The Bermuda National Trust (BNT) and Bermuda Environmental Sustainability Taskforce (BEST) have both filed objections against an application to demolish the ‘Queen of the East’ on Crow Lane in Pembroke.
Planning permission has been sought by CTX to demolish the building and erect a six-story residential building with ten units, an indoor parking area, a swimming pool and a floating dock.
A letter of objection written by Dorcas Roberts of the BNT stressed the value of the ‘Queen of the East’, saying it would be a tragedy if it is demolished.
“Until 2007, the ‘Queen of the East’ was designated a Grade One listed building, recognised as having exceptional historic and architectural interest,” she wrote. “The Trust acknowledges that the Planning Act allows for the list to be amended but the act is silent on the process by which this should happen.
“In this instance the public and the National Trust were not provided with the opportunity to contribute to the decision making process.
“As a consequence, we cannot be confident that the ‘Queen of the East’s’ historical significance, architectural interest, age, rarity, aesthetic and state of repair were fully taken into account when it was removed from the list.”

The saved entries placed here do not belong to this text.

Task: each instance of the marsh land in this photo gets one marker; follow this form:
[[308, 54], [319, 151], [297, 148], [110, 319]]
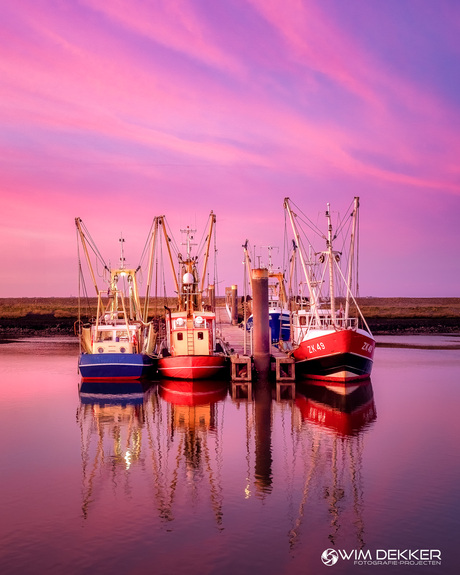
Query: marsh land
[[55, 315]]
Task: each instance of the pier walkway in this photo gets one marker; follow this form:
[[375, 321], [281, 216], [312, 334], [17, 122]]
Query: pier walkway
[[233, 335]]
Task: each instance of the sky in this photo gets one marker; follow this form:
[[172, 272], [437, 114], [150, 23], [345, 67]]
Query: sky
[[117, 112]]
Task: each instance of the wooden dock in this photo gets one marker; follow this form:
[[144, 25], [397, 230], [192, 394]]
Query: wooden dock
[[241, 359]]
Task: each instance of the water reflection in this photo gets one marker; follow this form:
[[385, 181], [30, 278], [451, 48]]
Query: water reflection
[[111, 418], [335, 424], [191, 448], [302, 446]]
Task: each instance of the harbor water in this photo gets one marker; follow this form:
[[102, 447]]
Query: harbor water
[[212, 479]]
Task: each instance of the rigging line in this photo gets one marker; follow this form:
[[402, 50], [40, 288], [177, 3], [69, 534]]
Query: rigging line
[[146, 245], [307, 220], [170, 238], [92, 244], [345, 219]]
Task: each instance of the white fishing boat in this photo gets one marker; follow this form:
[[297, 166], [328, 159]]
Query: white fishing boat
[[117, 344], [331, 340]]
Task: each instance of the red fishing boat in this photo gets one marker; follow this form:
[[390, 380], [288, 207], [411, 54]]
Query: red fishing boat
[[192, 347], [331, 341]]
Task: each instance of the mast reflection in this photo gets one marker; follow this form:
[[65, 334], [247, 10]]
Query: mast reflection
[[111, 418], [194, 431], [335, 425]]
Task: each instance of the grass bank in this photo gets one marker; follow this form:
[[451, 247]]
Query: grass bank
[[29, 316]]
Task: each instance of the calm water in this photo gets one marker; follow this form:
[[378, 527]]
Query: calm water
[[171, 480]]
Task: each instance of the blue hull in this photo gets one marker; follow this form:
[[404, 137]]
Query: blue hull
[[280, 328], [115, 366]]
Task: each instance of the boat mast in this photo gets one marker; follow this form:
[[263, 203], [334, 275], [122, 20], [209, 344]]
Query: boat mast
[[247, 262], [161, 221], [85, 248], [352, 252], [313, 302], [330, 255], [212, 221], [150, 268]]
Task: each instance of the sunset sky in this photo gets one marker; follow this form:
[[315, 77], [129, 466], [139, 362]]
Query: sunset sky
[[119, 111]]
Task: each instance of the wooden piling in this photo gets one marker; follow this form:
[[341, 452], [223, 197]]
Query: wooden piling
[[234, 305], [261, 324]]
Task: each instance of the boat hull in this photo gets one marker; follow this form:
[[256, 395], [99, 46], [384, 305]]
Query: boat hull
[[115, 366], [343, 357], [280, 325], [193, 392], [192, 366]]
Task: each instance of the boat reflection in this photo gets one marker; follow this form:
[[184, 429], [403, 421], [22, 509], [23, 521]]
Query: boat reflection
[[111, 417], [344, 414], [334, 424], [188, 457], [298, 447]]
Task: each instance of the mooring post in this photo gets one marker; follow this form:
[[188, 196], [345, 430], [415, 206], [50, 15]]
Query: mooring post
[[212, 296], [234, 305], [261, 323]]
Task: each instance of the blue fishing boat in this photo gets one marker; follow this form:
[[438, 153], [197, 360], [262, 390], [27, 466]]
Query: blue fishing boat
[[118, 344], [278, 312]]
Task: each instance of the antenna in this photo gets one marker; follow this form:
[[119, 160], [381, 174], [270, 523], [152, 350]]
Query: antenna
[[122, 252]]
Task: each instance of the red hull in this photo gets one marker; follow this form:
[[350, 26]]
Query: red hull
[[192, 366], [193, 393], [340, 357]]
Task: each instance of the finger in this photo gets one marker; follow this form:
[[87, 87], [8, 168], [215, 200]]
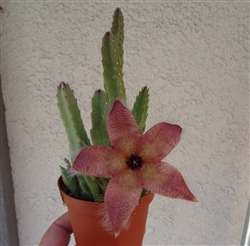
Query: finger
[[58, 233]]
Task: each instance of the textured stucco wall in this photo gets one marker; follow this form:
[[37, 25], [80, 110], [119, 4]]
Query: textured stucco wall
[[194, 57]]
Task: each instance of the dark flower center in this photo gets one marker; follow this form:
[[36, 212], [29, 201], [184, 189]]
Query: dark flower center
[[134, 162]]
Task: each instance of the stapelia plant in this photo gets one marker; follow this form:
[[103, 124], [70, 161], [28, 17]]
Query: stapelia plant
[[121, 160]]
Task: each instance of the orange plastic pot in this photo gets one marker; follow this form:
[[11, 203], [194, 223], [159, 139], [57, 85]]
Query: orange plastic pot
[[86, 225]]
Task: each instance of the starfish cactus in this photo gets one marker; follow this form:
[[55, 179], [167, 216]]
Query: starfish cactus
[[133, 161]]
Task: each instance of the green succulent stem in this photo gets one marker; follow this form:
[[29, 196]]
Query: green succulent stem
[[82, 186], [99, 135], [71, 117], [140, 108]]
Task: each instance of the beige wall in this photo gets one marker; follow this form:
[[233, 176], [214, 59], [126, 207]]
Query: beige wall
[[194, 59]]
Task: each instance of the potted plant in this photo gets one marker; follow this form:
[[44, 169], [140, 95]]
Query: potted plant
[[110, 180]]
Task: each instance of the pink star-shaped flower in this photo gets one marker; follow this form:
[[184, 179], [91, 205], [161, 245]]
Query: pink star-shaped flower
[[133, 161]]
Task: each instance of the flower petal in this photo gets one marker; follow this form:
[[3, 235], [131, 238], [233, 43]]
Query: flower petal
[[101, 161], [122, 128], [159, 141], [121, 197], [166, 180]]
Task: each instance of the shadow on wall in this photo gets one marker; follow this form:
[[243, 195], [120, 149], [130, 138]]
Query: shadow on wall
[[9, 234]]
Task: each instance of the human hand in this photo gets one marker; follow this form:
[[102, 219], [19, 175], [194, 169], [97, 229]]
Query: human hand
[[58, 233]]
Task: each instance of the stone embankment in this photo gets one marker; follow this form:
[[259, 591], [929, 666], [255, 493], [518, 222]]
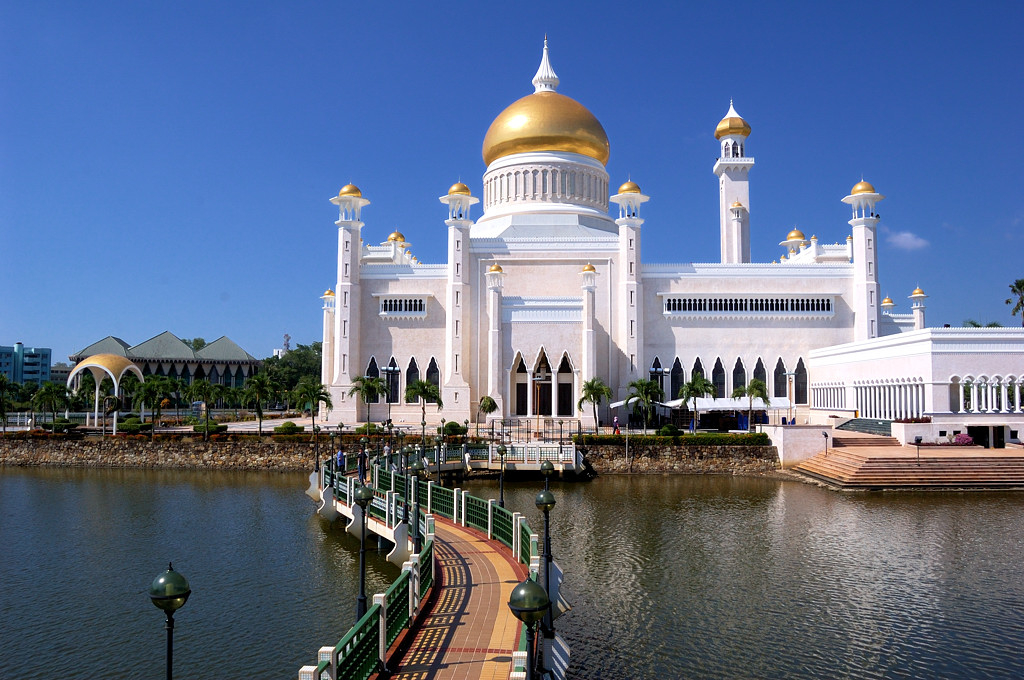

A letter of objection from BEST listed similar concerns, stating that the process used to delist the building did not appear to be transparent.
The letter also noted the negative impact on the scenery and the potential impact on traffic, saying that pulling in and out of the busy road could be problematic.
The building was erected in the 1740s, and is considered an outstanding example of a 18th century merchant’s house.
In the 19th century, the house served as a bakery, but in the 20th century the building was turned into a laundry and a brothel. It then became a Soldier and Sailors Club before being purchased in 1938 by architect Bayfield Clark and his wife, an interior designer.
The couple renovated the building, which was later featured in several magazines, and described by journalist Margot Hill as “one of the most attractive and habitable homes in Bermuda”.
The building was given a Grade One listing in 2002, but was delisted five years later. At that time Environment Minister Neletha Butterfield said that the property owner’s agent was unable to attract tenants to the building due to the lack of parking.
The move sparked harsh criticism from the BNT, who noted that the Planning Department had the previous year approved an application for a driveway and parking space for two vehicles.